Et comme Froyok, c'est le pong qui m'a le plus impressioné, surtout qu'en y pensant, il a du démonter a chaque frame son mur, pour replacer la balle et les deux raquettes  :Emo:

----------


## Pix

CHIPTUNE \o/
Le morceau et la vidéo sont impressionants.

----------


## Chartreuse

Inka+ ou IK+ ? J'ai le doute du coup...je croyais que c'était IK+

----------


## Mitsuaki

IK+ international karate +

Très bon jeu avec une palette de coup impressionnante et plein de ptites anims sympa \o/

----------


## PrinceGITS

IK+  :Bave: 
Avec les bonus stages où il fallait repousser les balles avec un bouclier.  ::wub:: 




> Déjà posté en produit dérivé...


Tu crois qu'il a trouvé l'info où ?  ::P:

----------


## P'titdop

Purée c'est vraiment impressionnant ! ::o:

----------


## Mr Ianou

Tous ce temps passé pour rendre hommage et louper comme une merde la proportion des pièces du TETRIS. ::ninja:: 

La honte ! (pas dur d'être méchant  :;):  )

----------


## Zelockman

Completement d'accord avec Froyok, le pong sur des murs qui se deplacent ,ça claque .... Et je me dis un cerveau humain est il suffisant pour calculer tout ca ?
Ces mecs sont justes trop balezes ,tiens je me le rematte une fois ... Ah la nostalgie de mon vieil amiga ne veut pas partir ...

----------


## zAo

énorme  ::P:

----------


## L0ur5

Juste énorme. Les effets de lumière au début quoi  ::o:

----------


## pierrot.la.lune

Ils sont forts, très forts

----------


## JojoLeMerou

Quelqu'un pourrait me retrouver le lien de cette vidéo bizarre avec un Ken et un Ryu gays et une Lara Croft qui a un orgasme en jouant à Pong ?
Je lui en serai éternellement reconnaissant.

----------


## Akva

Hop, tiens, cadeau  ::):

----------


## Alab

> Tu crois qu'il a trouvé l'info où ?


http://alt-tab.org/?page/1

----------


## L4vv4L

Pas croyable, ces gars sont des artistes o_O

----------


## Froyok

> Pas croyable, ces gars sont des artistes o_O


Non, non, non ! Des dieux je vous dis, des dieux !  ::o:

----------


## darkgrievous

C'est la meilleur chose fait avec des lego depuis gondry et le clip des white stripes  ::o:

----------


## Valium

J' ADoooOOOOORee la Zik!!!

----------


## Dark Fread

Ce type est un malade, c'est juste sublime.

----------


## Gloo

La bonne vieille zique de tracker...

----------


## Kaenyth

::sad:: 

Jusqu'à aujourd'hui je pensais que mon super château avec Donjon, passage secret, appartements privés, étables et garnison de 100 bonshommes, était une prouesse.

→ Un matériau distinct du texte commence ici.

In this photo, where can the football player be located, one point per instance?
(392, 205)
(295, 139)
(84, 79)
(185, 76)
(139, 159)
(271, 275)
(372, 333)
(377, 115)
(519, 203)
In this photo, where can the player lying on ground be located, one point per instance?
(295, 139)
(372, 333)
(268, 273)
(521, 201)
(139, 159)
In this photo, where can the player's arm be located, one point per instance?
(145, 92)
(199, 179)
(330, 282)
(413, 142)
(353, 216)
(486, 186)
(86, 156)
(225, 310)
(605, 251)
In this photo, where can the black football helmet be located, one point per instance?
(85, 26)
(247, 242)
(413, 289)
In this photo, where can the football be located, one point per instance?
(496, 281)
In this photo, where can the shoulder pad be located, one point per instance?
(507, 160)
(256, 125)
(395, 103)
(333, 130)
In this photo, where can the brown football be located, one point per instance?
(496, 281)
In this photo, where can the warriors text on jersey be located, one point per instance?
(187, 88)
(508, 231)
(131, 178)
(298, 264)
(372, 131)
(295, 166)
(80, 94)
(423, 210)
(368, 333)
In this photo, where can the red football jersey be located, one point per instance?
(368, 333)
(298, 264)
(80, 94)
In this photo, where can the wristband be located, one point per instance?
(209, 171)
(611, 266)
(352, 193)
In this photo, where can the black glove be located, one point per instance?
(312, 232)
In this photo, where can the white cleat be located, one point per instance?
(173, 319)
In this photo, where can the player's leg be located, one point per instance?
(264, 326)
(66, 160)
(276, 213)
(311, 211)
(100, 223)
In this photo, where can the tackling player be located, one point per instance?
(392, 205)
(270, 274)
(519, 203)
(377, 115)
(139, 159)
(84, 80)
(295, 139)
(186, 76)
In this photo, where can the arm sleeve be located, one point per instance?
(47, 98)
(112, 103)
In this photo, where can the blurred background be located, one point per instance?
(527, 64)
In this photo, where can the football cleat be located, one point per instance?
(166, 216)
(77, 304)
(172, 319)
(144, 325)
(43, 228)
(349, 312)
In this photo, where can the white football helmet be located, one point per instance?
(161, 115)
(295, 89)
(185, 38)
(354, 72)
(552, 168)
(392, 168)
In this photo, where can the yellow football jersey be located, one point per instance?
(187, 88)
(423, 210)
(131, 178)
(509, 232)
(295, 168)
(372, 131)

Mais là, je m'avoue battu!

Bon pour ma défense, j'avais 9 ans quand j'ai arrêté de jouer au lego, pas 1500 heures à foutre en l'air et si j'avais utilisé l'appareil photo argentique de mes parents pour faire un film, je pense que je n'aurai pas fini de les rembourser aujourd'hui...  :^_^:

----------